HIV Combo (Antigen And Antibody) Test
What is HIV Combo (Antigen And Antibody) Test?
HIV 1 And 2 Antibody test is done to confirm the presence of HIV-1 and HIV-2 antibodies in the blood. Human immunodeficiency virus (HIV) is a virus that can be transmitted through unsafe sexual contact with an infected person or through body fluids like blood, semen and breast milk.
Most people produce detectable levels of antibodies 3 to 12 weeks after exposure. Thus, if someone is tested too soon for HIV infection, the result may be negative even though the person is infected. This test is ordered for people exposed to HIV, such as those who indulge in unsafe sex, share needles or have had blood transfusions, and those with any sexually transmitted diseases.
Why is HIV Combo (Antigen And Antibody) Test done?
To screen for and diagnose HIV infection
If you are pregnant or planning to get pregnant
If you are diagnosed with Hepatitis B, C, Tuberculosis, or any other sexually transmitted disease
Annual screening is advised for those who are at high risk for HIV infection like having an HIV positive sex partner, multiple sexual partners, homosexual people, and sharing needles
To differentiate HIV-1 and HIV-2 antibodies in specimens of serum that show reactive results with third and fourth generation HIV serologic assays
What does HIV Combo (Antigen And Antibody) Test Measure?
Acquired Immunodeficiency Syndrome (AIDS) is caused by the Human Immunodeficiency Virus (HIV). HIV Virus is of two types: HIV-1 and HIV-2. HIV-1 is found in AIDS patients, AIDS-related complex patients, and those persons who are at high risk of getting affected by AIDS. HIV virus can be transmitted by sexual contact, exposure to blood or blood products of AIDS-infected patients, or transfer of infection from AIDS-infected mother to the fetus. Most of the cases of HIV-2 infected patients are seen in West Africa, and it is detected in patients who had sexual contact with people of that geographic region.
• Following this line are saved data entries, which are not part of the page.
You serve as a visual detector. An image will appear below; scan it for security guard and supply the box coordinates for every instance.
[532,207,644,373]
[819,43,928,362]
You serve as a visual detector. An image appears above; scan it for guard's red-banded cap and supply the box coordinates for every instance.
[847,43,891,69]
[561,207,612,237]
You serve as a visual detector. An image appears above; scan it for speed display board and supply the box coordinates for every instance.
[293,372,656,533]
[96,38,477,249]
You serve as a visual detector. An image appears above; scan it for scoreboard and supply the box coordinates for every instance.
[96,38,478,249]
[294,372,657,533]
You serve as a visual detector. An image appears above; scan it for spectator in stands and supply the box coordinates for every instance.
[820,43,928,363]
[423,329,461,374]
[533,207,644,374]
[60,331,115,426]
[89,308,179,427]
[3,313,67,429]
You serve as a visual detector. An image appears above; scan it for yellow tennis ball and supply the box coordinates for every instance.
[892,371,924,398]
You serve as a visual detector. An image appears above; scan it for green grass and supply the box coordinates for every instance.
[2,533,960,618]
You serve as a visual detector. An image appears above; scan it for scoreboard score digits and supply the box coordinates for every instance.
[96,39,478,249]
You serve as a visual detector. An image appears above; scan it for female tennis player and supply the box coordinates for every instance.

These viruses have the same morphology, overall genomic structure, and ability to cause infection.
When the patient gets infected with the virus, the virus attacks the immune system called CD4 and combines with antibodies to use them for making a large number of copies inside the body of the patient by replication. During the first few weeks of infection, the amount of virus present and the level of p24 antigen in the blood becomes very high. After another 2-8 weeks, these increased levels start to fall as the body of the infected patient starts producing antibodies against the antigen of the virus. At this time, the HIV virus antibody can be detected in the patient’s blood via tests. The tests should be performed at this brief time because after some time both the levels of antigen and antibody in the blood falls. This will make the detection of virus infection difficult as the initial infection may have been resolved and you may not get a positive result against the infection.
The HIV antibody tests do not detect an HIV infection soon after exposure, before the development of antibodies. Most people produce detectable levels of antibody 3 to 12 weeks after exposure. If someone is screened with an HIV antibody test too soon, the result may be negative despite the fact that the person is infected. For those who are at increased risk of HIV infection, it is important to get this screening test done frequently to check for possible exposure to the virus.
This test is done by ELISA method which is also known as EIA for Enzyme Immunoassay. This test is done to analyze certain proteins which are produced by the body in response to HIV infection.
The blood sample is added to a cassette which contains the HIV antigen. If the patient’s blood contains HIV antibodies, they will bind with the antigen and there will be changes in the content of the cassette.
Interpreting HIV Combo (Antigen And Antibody) Test results
- A negative HIV antibody test usually indicates that a person does not have HIV infection. However, it only means that there is no evidence of disease at the time of the test.
- If someone tests positive on both the initial screening and supplemental testing, it is considered as a definite case of infection with HIV.